No he construido nada, respondió ella, y esto no es tu inmobiliaria.

Si la señora no quiere salir ahumada...

¡Qué señora ni qué leches! Y agarró una lata de cerveza y se la tiró.

Te doy diez minutos para salir de aquí o te sacaré yo mismo, dijo él, conque ya puedes ir reuniendo tus cosas.

Y, claro, ella también empezó a pagarle. Seis latas de cerveza a la semana.

Aquí, le explicó Jack, no nos andamos con huevadas. ¿Entendido?

Jack no cree que se pueda hacer nada para mejorar el mundo, pero insiste en eso de no andarse con huevadas. Ésa es la única ley en Saint Valéry. La ley de Jack. Y ésta es la razón por la que se pasa horas haciéndose chaquetas de papel. Puede que sea difícil de comprender; en este abrigo hay que entender muchas cosas sin saber los porqués.

En el puño izquierdo vive Joachim. Su sitio está cubierto por una inmensa lona de camión. Vico me corregiría, me puntualizaría diciendo que es poliamida. Debajo, Joachim ha dispuesto unas ventanas y una puerta. Es el hombre más corpulento de Saint Valéry; tiene barba y un cuerpo muy peludo. Oye mucho la radio; está muy orgulloso de la suya: un aparato muy grande, lleno de lucecitas que se encienden y se apagan. Y tiene un gato que se llama Catastrophe. En el pecho lleva tatuadas una mujer con los pechos desnudos y bajo ella la palabra EVA en letras azules y rojas. Es muy amigo de Marcello, y en las largas noches de verano juegan a los dados. Vica cree que debió de ser marinero. Para nada, dice Vico, es demasiado grande, los marineros nunca son tan corpulentos. Joachim le habla mucho a Catastrophe con ese tono de voz que los hombres suelen reservar para hablar con las mujeres.

Por la noche, me dijo una vez Joachim, Catastrophe se echa a mi lado y ronronea. Más de lo que tú haces, King. Tú y tu puta fidelidad.

Malak vive bajo la manga derecha.
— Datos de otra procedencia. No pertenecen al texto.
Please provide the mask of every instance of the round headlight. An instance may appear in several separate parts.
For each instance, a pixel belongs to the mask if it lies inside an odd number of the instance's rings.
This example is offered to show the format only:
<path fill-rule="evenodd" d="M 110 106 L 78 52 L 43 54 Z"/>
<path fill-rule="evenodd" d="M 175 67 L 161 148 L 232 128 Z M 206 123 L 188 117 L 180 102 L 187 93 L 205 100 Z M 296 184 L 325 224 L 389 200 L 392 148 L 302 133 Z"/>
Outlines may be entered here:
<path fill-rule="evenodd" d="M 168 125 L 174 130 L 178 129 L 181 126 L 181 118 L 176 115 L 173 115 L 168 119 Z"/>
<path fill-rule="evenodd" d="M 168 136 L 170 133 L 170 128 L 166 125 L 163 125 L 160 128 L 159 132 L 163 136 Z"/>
Está aquí gracias a Liberto. Él responde por ella, y nunca la ha tocado. Sus caminos debieron de cruzarse en algún momento. Liberto podría ser su padre, además de ser su salvador.

Una vez la oí decirle, ¡Vente a morir conmigo!

Liberto se irguió como sólo puede hacerlo un español y dijo: No vuelvas a insultarme o a insultarte de ese modo, Malak. No vuelvas a hacerlo.

Liberto tiene una herida que no acaba de cerrarse en la ceja izquierda y un suave bigote negro. Ha estado en la cárcel varias veces y es el único que lee libros aquí.

Saul lee la Biblia, y Vico ha leído miles de libros en su vida; aquí ha dejado de leer. Para leer, uno tiene que quererse un poco, sólo un poco basta. Y Vico no se quiere.

En el bolsillo izquierdo vive Danny. Su sitio es un contenedor desechado, y cuando hiela, él lo caldea con un brasero. Siempre tiene las manos calientes. Su cara es puntiaguda, como la de un podenco feroz. Se ha herido muchas veces en la nariz y la boca, aunque no debe de tener más de veinte años.

Para empezar el día, Danny necesita oír risas, como otros necesitan una taza de café y un trozo de pan tostado con margarina.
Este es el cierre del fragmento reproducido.